Glycolysis, including both lactate fermentation and pyruvate oxidation, orchestrates CD8⁺ T cell differentiation. However, how mitochondrial pyruvate metabolism and uptake controlled by the mitochondrial pyruvate carrier (MPC) impact T cell function and fate remains elusive. We found that genetic deletion of MPC drives CD8⁺ T cell differentiation toward a memory phenotype. Metabolic flexibility induced by MPC inhibition facilitated acetyl-coenzyme-A production by glutamine and fatty acid oxidation that results in enhanced histone acetylation and chromatin accessibility on pro-memory genes. However, in the tumor microenvironment, MPC is essential for sustaining lactate oxidation to support CD8⁺ T cell antitumor function. We further revealed that chimeric antigen receptor (CAR) T cell manufacturing with an MPC inhibitor imprinted a memory phenotype and demonstrated that infusing MPC inhibitor-conditioned CAR T cells resulted in superior and long-lasting antitumor activity. Altogether, we uncover that mitochondrial pyruvate uptake instructs metabolic flexibility for guiding T cell differentiation and antitumor responses.

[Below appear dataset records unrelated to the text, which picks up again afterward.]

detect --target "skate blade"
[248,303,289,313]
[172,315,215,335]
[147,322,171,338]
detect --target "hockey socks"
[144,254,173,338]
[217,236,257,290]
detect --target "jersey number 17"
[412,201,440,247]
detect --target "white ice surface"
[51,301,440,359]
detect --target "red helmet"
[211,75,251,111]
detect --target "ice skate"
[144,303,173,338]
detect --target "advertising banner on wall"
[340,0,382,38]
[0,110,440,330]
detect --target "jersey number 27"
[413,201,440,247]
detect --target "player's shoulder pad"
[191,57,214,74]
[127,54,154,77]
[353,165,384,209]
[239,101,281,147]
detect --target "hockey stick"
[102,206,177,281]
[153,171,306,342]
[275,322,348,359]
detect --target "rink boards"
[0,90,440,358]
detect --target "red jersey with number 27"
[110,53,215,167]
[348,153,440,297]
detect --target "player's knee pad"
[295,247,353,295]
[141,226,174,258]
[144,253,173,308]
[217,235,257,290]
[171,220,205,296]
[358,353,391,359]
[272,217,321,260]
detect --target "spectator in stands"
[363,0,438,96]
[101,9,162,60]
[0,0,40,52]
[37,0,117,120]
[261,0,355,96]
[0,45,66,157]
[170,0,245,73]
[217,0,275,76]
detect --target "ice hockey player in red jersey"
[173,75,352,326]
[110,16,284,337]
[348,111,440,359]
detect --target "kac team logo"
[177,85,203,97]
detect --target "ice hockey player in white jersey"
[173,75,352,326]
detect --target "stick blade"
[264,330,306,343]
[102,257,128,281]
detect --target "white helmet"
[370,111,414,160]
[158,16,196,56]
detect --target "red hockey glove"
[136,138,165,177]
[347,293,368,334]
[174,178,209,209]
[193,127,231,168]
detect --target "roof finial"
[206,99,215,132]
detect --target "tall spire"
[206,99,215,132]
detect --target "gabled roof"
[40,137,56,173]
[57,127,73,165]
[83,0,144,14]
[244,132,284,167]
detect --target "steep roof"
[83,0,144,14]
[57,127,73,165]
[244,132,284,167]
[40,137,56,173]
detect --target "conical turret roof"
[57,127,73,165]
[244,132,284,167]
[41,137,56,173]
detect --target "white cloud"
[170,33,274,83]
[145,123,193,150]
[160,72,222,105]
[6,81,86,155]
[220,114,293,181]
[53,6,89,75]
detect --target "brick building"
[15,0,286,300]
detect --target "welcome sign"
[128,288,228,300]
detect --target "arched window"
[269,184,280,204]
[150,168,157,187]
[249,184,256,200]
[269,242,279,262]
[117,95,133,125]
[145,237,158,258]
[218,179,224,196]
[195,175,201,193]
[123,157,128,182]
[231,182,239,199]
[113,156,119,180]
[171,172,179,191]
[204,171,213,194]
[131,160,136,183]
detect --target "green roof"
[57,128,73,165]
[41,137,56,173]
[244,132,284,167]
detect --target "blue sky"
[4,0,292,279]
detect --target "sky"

糖酵解，包括乳酸发酵和丙酮酸氧化，协调 CD8 ⁺ T 细胞分化。然而，线粒体丙酮酸载体 (MPC) 控制的线粒体丙酮酸代谢和摄取如何影响 T 细胞功能和命运仍然难以捉摸。我们发现 MPC 的基因缺失驱动 CD8 ⁺ T 细胞向记忆表型分化。MPC 抑制诱导的代谢灵活性促进了谷氨酰胺和脂肪酸氧化产生的乙酰辅酶 A，从而增强了前记忆基因的组蛋白乙酰化和染色质可及性。然而，在肿瘤微环境中，MPC 对于维持乳酸氧化以支持 CD8 ^{+至关重要}T细胞抗肿瘤功能。我们进一步揭示了用 MPC 抑制剂制造嵌合抗原受体 (CAR) T 细胞会留下记忆表型，并证明注入 MPC 抑制剂条件化的 CAR T 细胞会产生优异且持久的抗肿瘤活性。总之，我们发现线粒体丙酮酸摄取指导代谢灵活性以指导 T 细胞分化和抗肿瘤反应。